3. The simplicity of the structure. Show up, share your goals, get going. It gets me into my flow and after doing it a few hundred times, it's enough structure to get me going and not enough to get me lost or hung up on things.

4.  It's damn cheap!  The platform is free for 3 sessions a week; but if you want to use it unlimitedly, then you can subscribe fro $5 a month.  No lie, this is the MOST PRODUCTIVE $5 I SPEND EVERY MONTH ON GETTING SHIT DONE.  

5.  It has very simple but effective metrics. Each week, you receive an email with your successful attendance percentage, your sessions last week, and weekly streak (52 and counting!).  The end of year report tells you how many minutes you "focused", how many different partners, and how many different countries. Nothing too details but enough to feel like you are meeting goals.  

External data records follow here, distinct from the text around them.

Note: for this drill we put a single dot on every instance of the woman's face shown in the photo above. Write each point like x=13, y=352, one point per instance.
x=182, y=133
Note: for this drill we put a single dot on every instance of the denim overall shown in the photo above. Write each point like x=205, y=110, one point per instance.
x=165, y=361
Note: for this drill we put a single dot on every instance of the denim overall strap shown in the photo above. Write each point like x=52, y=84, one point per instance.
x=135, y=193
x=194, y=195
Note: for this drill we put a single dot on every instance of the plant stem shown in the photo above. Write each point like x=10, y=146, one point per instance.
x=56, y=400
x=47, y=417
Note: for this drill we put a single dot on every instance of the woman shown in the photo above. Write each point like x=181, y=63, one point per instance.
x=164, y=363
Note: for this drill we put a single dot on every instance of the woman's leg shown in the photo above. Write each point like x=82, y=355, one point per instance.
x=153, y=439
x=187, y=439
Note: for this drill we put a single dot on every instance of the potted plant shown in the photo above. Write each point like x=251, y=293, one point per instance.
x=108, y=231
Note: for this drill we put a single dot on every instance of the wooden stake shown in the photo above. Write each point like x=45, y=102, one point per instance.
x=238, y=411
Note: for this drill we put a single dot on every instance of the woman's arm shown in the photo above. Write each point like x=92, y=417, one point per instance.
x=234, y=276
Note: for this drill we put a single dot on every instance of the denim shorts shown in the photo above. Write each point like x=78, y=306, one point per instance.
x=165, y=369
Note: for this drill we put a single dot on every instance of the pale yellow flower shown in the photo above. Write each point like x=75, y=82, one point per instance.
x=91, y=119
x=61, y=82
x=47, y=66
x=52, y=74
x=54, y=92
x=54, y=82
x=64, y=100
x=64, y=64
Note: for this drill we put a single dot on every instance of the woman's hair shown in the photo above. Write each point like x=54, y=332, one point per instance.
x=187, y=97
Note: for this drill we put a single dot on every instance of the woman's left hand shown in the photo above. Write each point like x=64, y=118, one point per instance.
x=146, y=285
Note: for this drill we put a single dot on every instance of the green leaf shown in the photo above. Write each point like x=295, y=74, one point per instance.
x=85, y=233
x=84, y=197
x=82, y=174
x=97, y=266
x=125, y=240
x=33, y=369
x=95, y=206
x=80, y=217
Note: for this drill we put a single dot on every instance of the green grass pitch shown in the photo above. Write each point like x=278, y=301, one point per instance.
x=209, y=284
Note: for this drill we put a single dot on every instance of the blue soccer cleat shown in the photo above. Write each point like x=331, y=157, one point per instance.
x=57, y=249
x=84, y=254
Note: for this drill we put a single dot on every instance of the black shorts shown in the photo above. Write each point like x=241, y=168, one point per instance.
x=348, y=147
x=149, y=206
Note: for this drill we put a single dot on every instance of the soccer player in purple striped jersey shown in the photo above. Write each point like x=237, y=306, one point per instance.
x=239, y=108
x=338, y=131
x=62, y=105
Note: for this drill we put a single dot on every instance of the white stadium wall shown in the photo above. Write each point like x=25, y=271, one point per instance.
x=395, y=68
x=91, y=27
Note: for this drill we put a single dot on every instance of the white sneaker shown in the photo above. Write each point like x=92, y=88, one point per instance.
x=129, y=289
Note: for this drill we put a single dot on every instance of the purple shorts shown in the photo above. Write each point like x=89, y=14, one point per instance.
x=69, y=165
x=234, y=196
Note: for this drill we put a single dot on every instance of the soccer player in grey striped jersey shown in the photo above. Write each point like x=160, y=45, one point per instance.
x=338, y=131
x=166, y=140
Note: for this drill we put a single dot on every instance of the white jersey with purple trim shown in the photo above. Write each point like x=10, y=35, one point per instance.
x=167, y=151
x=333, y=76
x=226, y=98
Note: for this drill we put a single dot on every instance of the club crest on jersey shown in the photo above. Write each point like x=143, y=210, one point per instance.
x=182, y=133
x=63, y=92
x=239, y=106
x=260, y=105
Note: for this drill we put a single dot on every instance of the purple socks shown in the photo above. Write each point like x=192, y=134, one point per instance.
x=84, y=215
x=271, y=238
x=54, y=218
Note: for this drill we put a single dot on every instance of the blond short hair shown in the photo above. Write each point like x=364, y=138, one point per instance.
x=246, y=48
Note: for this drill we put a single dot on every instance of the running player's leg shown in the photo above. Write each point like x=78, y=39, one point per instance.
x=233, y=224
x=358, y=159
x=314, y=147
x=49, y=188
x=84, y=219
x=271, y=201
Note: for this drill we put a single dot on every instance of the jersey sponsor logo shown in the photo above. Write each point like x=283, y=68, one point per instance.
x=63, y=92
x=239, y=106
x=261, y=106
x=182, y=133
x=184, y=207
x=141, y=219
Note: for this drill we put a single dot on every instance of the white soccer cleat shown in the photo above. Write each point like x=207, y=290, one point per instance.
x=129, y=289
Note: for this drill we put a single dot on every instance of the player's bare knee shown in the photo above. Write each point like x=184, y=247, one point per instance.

6.  You can share a link with friends and colleagues who want to book a session with you.  I've two friends whom I regularly do sessions with and I just share the link with them and they can book a session with me.

7.  It's kinda cool to meet a bunch of different people and learn the kinds of things that people use the service for.  I've met folks also working on their dissertation but there's so many other things people use it for: focused time to pay bills, test prep, billing for customers, file work for clients, reading, writing, organizing their life or their week, coding, preparing presentations, studying, and a dozen other things I'm not recalling.  It's an interesting window into other people's lives.  

8. I've made mad progress with my dissertation and I owe a lot of it to FocusMate. The scheduling and showing up aspect allow me to know that I have clearly marked borders of when to start and stop working on my dissertation for a given day. That significantly helps create the structure I need to show up and get it done.  It says a lot that in the last year, I've moved into completing chapter 3, defending the proposal, revising it, getting IRB approval, doing 3 pilots and then 25 interviews and now data analysis.  I've been more productive in the last year than in the last 3 years previously and a good portion of that success has been Focusmate!

So--that's my take on FocusMate; it's an incredibly useful tool that can sound a bit strange and yet for myself and so many others, it works well to get us to show up, have a conversation, and get shit done.  

Have you tried FocusMate?  What did you think?  Have you tried similar services (are there similar services?)?